Until now research has largely focused on the potential role of parents in contributing towards risk factors for diseases such as cancer, but there has been limited investigation of the role of other part-time caregivers, such as grandparents. The aim of this review was to identify any potential influence grandparents’ habits may have on their grandchildren’s long-term cancer risk factors.

The review found that, overall, grandparents were inadvertently having an adverse impact on their grandchildren’s health, especially in the areas of weight and diet – through ‘treating,’ overfeeding, and lack of physical activity. There were also negative impacts as a result of tobacco smoke by not complying with parents’ wishes regarding second-hand smoke and role-modelling negative behaviour.

However the studies did not take into account the positive emotional benefit of children spending time with their grandparents.

Smoking, diet and a lack of physical activity, along with excess weight, have been identified as risk factors for non-communicable disease, particularly cancer. There is evidence to suggest that exposure to risk factors in childhood increases an individual’s likelihood of cancer morbidity or mortality in adulthood, and factors associated with children’s long term cancer risk are first experienced within the family setting.

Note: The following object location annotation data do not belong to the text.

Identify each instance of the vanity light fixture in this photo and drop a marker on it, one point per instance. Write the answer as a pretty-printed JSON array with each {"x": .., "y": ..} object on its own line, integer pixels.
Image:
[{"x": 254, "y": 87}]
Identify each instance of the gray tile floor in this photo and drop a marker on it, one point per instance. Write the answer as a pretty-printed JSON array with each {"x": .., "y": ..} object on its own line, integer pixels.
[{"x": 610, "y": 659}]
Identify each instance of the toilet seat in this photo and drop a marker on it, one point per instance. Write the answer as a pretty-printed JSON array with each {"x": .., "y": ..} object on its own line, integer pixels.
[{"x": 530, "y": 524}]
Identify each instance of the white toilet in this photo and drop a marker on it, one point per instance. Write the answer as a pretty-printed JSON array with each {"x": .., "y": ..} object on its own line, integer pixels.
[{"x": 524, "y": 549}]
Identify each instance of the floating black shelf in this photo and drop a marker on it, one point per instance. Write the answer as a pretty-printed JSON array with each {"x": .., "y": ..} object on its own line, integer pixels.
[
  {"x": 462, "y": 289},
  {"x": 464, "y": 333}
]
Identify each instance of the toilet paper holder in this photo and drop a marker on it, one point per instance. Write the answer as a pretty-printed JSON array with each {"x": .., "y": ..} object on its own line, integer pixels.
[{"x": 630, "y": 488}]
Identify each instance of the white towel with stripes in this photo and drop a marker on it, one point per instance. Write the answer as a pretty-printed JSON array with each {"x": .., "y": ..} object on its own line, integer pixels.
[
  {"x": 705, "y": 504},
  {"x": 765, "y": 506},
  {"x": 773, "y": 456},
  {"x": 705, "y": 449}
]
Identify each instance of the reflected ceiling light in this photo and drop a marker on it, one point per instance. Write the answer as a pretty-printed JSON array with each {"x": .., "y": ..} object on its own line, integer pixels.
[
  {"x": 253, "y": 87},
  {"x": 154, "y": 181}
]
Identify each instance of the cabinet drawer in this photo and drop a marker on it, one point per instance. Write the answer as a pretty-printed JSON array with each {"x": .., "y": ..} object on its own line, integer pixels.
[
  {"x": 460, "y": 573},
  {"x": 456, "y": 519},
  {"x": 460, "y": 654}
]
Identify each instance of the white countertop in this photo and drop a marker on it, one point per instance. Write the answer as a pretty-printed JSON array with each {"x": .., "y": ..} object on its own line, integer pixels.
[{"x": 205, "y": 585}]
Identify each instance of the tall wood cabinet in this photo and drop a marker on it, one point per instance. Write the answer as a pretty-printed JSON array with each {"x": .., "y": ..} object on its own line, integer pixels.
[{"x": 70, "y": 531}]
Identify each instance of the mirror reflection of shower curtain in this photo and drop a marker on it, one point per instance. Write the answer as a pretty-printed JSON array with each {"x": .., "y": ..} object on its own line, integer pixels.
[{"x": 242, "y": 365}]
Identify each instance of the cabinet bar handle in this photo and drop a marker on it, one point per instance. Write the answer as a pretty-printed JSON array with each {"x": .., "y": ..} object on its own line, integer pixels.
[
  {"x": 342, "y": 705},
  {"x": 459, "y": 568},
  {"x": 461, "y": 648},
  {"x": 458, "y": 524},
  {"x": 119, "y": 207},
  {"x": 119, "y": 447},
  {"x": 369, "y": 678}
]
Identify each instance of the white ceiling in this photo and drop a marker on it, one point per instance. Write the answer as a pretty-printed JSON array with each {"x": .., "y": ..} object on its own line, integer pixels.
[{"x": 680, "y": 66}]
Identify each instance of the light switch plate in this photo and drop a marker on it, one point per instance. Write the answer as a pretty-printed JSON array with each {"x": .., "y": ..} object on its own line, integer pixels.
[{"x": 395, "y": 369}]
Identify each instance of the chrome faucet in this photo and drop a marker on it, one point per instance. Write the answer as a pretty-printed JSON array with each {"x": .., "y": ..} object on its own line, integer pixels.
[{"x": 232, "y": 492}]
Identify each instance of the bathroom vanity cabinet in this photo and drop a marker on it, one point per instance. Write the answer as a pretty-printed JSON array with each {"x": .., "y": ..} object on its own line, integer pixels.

The lead author, Dr Stephanie Chambers, MRC/CSO Social and Public Health Sciences Unit, said: “While the results of this review are clear that behaviour such as exposure to smoking and regularly treating children increases cancer risks as children grow into adulthood, it is also clear from the evidence that these risks are unintentional.

“Currently grandparents are not the focus of public health messaging targeted at parents and in light of the evidence from this study, perhaps this is something that needs to change given the prominent role grandparents play in the lives of children.”

Changes in social conditions, such as more women in the workforce, childcare costs, and an increase in lone parenting, have led to an increased focus on the role of grandparents’ in grandchildren’s lives.

The majority of studies included in this review looked at these issues from a parent’s point of view, and also found that the types of grandparent behaviour described by the parents also caused tension in families.

Dr Chambers said: “From the studies we looked at, it appears that parents often find it difficult to discuss the issues of passive smoking and over-treating grandchildren. Given that many parents now rely on grandparents for care, the mixed messages about health that children might be getting is perhaps an important discussion that needs to be had.”

Professor Linda Bauld, Cancer Research UK’s prevention expert, said: “Children's health can be affected by range of factors, and this study reinforces the importance of the broader family picture.

“With both smoking and obesity being the two biggest preventable causes of cancer in the UK, it’s important for the whole family to work together.

“Children should never be exposed to second hand smoke. But it’s also important for children to maintain a healthy weight into adulthood, and in today’s busy world it's often the wider family who have a role to play in keeping youngsters healthy. If healthy habits begin early in life, it’s much easier to continue them as an adult.”

The study, ‘A systematic review of grandparents’ influence on grandchildren’s cancer risk factors’ is published in PLOS ONE. The work was funded by Cancer Research UK, the Medical Research Council (MRC), and The Scottish Government Chief Scientist Office.